“Un vero cowboy ha il cuore di un uomo e l'innocenza di un ragazzo”.

Nel 1890, durante uno degli innumerevoli tour del suo spettacolo rievocativo, il Wild West Show, il leggendario Buffalo Bill Cody accettò la sfida del duca Onorato Caetani, nei pressi di Cisterna di Latina: fu così che il buttero Augusto Imperiali, insieme ad altri compagni, ebbe la meglio sulla squadra degli yankee, domando e cavalcando più a lungo di quelli i puledri americani.

Prendono spunto con buona probabilità da questo evento leggendario (ad "Augustarello" venne intitolata una scuola elementare, eretta una statua commemorativa, poi ispirò libri e un fumetto biografico) Alessio Rigo de Righi e Matteo Zoppis per imbastire il loro secondo film di finzione, Testa o croce?, ospitato in Un Certain Regard a Cannes 78.

Tornano dunque sulla Croisette quattro anni dopo Re Granchio, allora selezionato dalla Quinzaine. E lo fanno con un film che ancora una volta guarda al western e al picaresco, che mescola linguaggi - di parola, di sguardo - e che ragiona sulle molteplici sfumature di una storia, sulle infinite possibilità che ha di variare a seconda di chi, e di come, la tramanda. O di quale sia la convenienza nel raccontarsela in un certo modo...

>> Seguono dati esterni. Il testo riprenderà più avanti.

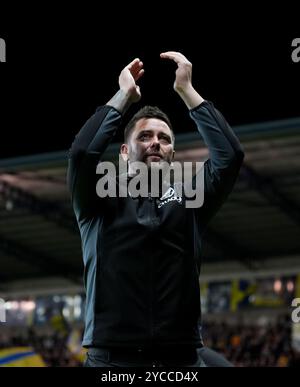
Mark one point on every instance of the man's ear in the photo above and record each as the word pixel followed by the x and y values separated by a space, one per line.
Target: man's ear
pixel 124 151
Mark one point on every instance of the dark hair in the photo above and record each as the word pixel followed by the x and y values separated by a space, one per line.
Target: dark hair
pixel 147 112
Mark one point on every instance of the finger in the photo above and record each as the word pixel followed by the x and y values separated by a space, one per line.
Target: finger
pixel 137 68
pixel 133 63
pixel 176 56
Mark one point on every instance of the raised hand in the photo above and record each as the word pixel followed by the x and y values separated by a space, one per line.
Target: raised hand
pixel 183 80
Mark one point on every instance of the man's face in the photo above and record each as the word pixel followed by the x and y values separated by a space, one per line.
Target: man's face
pixel 149 141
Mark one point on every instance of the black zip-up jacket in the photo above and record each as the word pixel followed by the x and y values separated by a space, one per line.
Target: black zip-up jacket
pixel 142 260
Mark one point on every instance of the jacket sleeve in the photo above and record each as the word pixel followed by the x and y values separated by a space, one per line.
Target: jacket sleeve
pixel 225 158
pixel 84 156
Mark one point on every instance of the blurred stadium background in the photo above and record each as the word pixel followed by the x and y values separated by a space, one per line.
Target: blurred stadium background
pixel 250 271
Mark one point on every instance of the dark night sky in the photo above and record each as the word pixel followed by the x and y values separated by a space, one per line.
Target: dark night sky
pixel 60 67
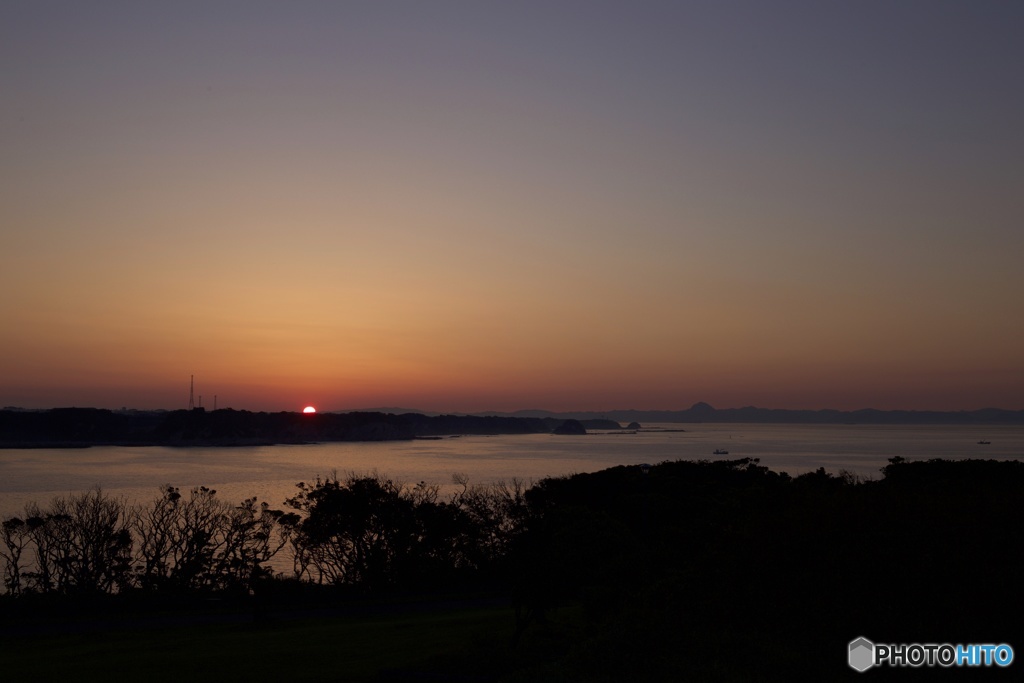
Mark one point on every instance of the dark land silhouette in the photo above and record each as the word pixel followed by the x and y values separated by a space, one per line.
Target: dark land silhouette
pixel 71 427
pixel 718 570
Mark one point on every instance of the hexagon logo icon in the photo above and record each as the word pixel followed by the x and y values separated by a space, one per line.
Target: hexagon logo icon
pixel 861 654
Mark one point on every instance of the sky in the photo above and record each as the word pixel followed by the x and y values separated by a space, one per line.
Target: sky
pixel 492 206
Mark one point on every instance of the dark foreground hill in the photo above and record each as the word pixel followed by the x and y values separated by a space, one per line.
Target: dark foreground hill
pixel 74 427
pixel 678 571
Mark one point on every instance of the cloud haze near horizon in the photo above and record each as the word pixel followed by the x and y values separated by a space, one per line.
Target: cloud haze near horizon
pixel 463 206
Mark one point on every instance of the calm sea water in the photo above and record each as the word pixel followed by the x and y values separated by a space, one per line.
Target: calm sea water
pixel 271 472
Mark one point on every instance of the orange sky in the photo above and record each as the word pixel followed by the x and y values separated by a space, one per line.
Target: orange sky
pixel 497 208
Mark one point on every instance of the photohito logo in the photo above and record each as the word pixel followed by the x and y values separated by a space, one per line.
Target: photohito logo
pixel 862 654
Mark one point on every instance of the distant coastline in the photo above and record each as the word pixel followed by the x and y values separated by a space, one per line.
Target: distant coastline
pixel 82 427
pixel 702 412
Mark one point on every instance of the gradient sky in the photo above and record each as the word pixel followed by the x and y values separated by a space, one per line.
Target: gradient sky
pixel 467 206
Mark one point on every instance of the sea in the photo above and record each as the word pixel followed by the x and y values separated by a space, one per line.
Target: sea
pixel 271 472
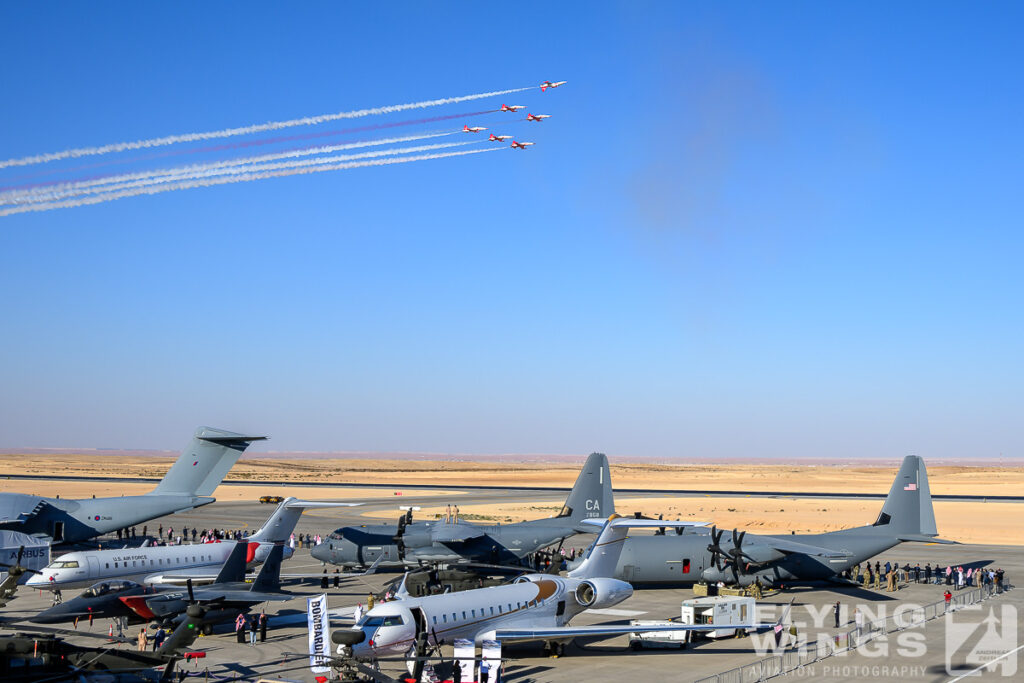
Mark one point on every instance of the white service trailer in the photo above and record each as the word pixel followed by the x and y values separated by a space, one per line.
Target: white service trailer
pixel 723 610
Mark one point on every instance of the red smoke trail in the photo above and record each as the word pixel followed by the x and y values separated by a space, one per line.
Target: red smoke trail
pixel 233 145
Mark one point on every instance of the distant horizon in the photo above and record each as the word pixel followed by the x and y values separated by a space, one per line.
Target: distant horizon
pixel 552 459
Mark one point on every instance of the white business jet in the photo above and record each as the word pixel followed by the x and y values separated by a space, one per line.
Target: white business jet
pixel 535 607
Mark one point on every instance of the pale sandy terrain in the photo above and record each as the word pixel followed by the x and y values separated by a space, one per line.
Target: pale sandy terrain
pixel 968 522
pixel 996 523
pixel 950 479
pixel 223 493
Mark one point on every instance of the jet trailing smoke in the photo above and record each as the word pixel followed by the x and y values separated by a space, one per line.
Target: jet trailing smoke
pixel 45 191
pixel 209 182
pixel 70 191
pixel 225 168
pixel 247 130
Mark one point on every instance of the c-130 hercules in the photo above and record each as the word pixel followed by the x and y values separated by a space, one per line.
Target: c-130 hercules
pixel 411 544
pixel 711 555
pixel 196 474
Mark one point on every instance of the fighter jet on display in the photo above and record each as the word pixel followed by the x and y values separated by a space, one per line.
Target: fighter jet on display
pixel 449 541
pixel 741 558
pixel 188 484
pixel 535 607
pixel 171 564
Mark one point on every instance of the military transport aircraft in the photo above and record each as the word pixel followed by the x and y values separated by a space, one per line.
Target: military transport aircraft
pixel 701 555
pixel 444 541
pixel 187 484
pixel 535 607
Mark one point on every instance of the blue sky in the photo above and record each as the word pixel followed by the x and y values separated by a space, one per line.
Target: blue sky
pixel 784 229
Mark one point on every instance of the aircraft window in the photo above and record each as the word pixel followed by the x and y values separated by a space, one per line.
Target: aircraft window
pixel 98 589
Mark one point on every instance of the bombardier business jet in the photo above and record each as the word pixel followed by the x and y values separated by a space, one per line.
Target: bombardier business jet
pixel 535 607
pixel 171 564
pixel 189 483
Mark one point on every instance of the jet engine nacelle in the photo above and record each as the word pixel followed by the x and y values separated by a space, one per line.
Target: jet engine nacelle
pixel 601 593
pixel 761 553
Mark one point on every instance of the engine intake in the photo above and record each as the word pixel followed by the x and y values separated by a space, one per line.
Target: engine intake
pixel 600 593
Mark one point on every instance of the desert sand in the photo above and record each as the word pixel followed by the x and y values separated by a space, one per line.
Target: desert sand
pixel 983 522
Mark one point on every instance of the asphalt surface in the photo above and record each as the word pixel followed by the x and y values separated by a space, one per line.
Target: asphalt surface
pixel 532 489
pixel 607 659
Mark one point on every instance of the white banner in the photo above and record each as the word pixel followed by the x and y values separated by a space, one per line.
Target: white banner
pixel 465 658
pixel 492 658
pixel 320 634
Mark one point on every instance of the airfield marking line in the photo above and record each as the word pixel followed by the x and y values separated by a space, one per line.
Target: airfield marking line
pixel 987 664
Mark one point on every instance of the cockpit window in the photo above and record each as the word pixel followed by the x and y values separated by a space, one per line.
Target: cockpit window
pixel 108 587
pixel 376 622
pixel 68 564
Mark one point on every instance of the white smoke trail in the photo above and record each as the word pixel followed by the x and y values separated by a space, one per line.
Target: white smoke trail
pixel 208 182
pixel 51 193
pixel 245 130
pixel 245 168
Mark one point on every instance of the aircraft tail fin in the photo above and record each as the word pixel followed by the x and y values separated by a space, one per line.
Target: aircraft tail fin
pixel 907 510
pixel 268 578
pixel 591 497
pixel 282 522
pixel 204 463
pixel 233 569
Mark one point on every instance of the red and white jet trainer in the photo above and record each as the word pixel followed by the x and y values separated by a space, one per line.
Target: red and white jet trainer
pixel 549 84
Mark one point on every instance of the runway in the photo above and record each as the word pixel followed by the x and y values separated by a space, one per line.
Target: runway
pixel 562 492
pixel 591 659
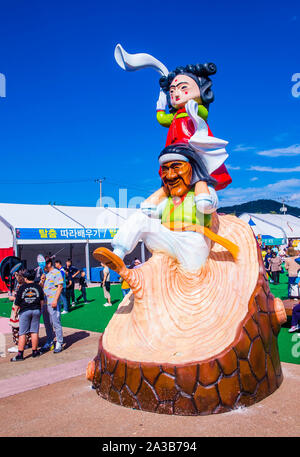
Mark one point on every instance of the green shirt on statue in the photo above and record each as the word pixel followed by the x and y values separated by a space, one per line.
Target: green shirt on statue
pixel 185 211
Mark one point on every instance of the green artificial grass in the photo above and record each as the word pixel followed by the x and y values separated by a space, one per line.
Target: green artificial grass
pixel 280 290
pixel 95 317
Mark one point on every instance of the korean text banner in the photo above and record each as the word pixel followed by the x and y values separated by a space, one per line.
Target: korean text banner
pixel 65 234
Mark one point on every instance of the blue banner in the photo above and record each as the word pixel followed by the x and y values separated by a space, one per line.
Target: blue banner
pixel 269 241
pixel 65 234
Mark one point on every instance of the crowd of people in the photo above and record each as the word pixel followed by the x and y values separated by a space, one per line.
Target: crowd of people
pixel 47 291
pixel 50 292
pixel 277 259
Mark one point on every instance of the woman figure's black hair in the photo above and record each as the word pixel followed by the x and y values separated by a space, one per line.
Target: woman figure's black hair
pixel 200 73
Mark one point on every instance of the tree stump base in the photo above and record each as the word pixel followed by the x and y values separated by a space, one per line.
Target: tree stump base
pixel 241 374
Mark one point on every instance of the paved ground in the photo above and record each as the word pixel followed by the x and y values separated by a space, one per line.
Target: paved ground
pixel 50 396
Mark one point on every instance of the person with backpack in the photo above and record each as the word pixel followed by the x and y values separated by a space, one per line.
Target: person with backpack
pixel 29 301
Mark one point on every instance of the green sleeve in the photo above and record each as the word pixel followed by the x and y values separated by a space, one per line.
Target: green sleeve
pixel 202 112
pixel 164 118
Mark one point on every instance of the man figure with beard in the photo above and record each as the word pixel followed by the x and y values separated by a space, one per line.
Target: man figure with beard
pixel 180 224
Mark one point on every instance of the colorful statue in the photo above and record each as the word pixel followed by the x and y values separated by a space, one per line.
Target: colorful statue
pixel 198 332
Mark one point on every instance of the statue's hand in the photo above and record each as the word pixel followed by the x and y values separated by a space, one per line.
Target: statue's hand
pixel 192 110
pixel 161 102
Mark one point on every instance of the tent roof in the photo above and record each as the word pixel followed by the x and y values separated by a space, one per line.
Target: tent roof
pixel 48 216
pixel 273 225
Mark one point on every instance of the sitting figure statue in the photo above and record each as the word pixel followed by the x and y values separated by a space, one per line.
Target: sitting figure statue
pixel 197 333
pixel 180 223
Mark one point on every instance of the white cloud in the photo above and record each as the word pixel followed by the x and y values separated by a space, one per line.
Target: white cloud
pixel 230 167
pixel 242 148
pixel 290 151
pixel 275 170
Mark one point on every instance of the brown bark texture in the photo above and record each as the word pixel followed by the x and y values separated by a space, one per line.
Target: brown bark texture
pixel 160 364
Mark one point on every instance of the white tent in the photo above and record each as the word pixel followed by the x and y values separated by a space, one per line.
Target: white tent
pixel 276 226
pixel 22 225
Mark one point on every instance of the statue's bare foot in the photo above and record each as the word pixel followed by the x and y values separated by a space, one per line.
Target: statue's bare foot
pixel 109 259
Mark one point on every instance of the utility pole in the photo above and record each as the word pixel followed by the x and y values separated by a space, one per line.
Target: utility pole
pixel 283 209
pixel 100 180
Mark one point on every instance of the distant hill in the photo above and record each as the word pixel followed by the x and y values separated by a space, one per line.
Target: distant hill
pixel 259 206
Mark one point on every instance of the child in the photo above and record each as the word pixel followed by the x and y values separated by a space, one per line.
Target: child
pixel 82 287
pixel 29 300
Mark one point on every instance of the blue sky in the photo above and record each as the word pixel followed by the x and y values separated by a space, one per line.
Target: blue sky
pixel 71 115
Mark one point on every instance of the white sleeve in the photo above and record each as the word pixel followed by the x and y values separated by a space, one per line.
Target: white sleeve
pixel 207 203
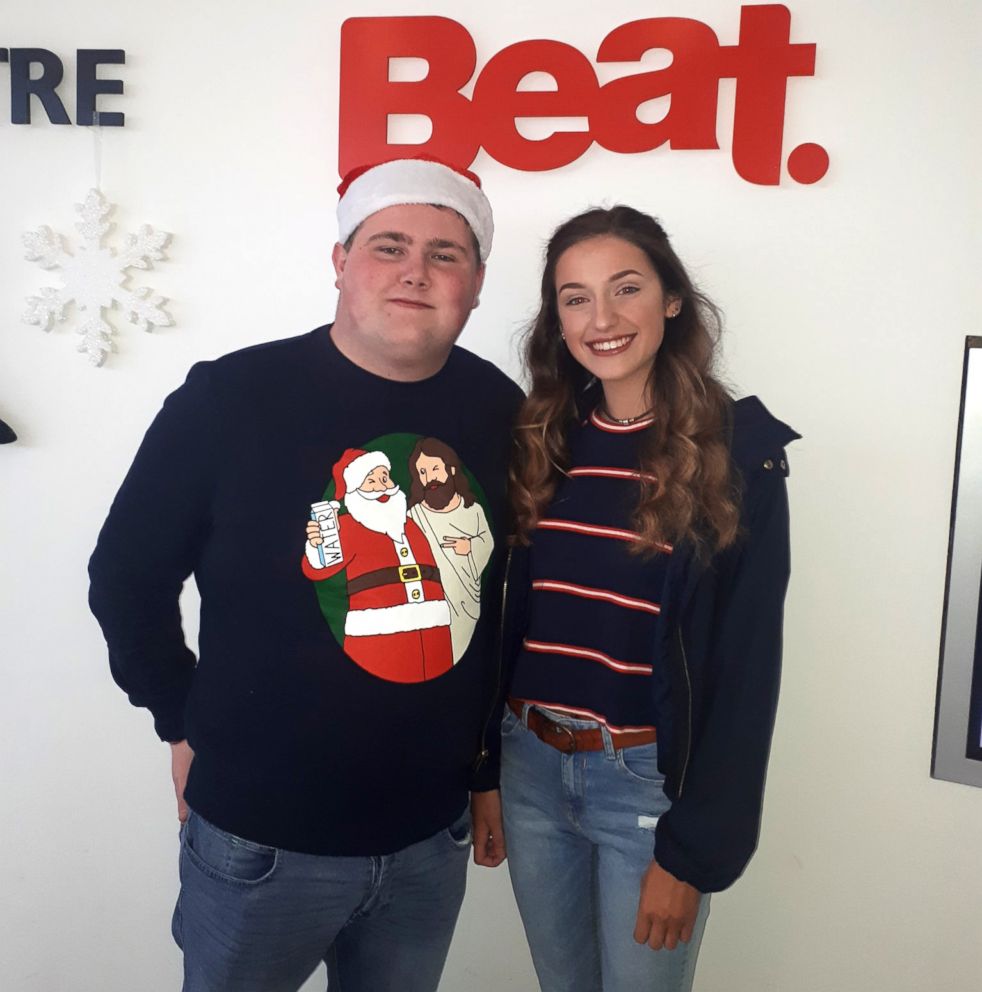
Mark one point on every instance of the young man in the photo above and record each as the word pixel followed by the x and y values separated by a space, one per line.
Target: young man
pixel 322 789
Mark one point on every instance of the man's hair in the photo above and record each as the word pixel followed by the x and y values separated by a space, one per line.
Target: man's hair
pixel 434 448
pixel 475 247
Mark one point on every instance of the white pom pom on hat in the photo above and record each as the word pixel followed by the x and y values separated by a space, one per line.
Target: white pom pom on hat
pixel 368 189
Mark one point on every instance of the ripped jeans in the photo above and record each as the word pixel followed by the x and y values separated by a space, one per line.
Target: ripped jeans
pixel 580 833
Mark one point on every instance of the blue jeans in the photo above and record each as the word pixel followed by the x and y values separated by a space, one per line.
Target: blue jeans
pixel 251 918
pixel 580 833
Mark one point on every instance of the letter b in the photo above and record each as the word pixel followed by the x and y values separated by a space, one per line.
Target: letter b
pixel 368 97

Nadia Tereszkiewicz in Testa o croce?
Nadia Tereszkiewicz in Testa o croce?

Nadia Tereszkiewicz in Testa o croce?

A narrarla, in un certo senso, è lo stesso Buffalo Bill (John C. Reilly), a cadenzarla quattro capitoli, a viverla Rosa (Nadia Tereszkiewicz) e Santino (Alessandro Borghi), lei moglie infelice del signorotto locale, lui mandriano che vince la sfida di doma "tradendo" la volontà del suo padrone.

La loro fuga, che poi diventa d'amore, sarà naturalmente irta di insidie e di imprevisti. Il miraggio (per Rosa) è l'America, ma quella vera, non la versione farlocca e cartonata delle rievocazioni di conquista.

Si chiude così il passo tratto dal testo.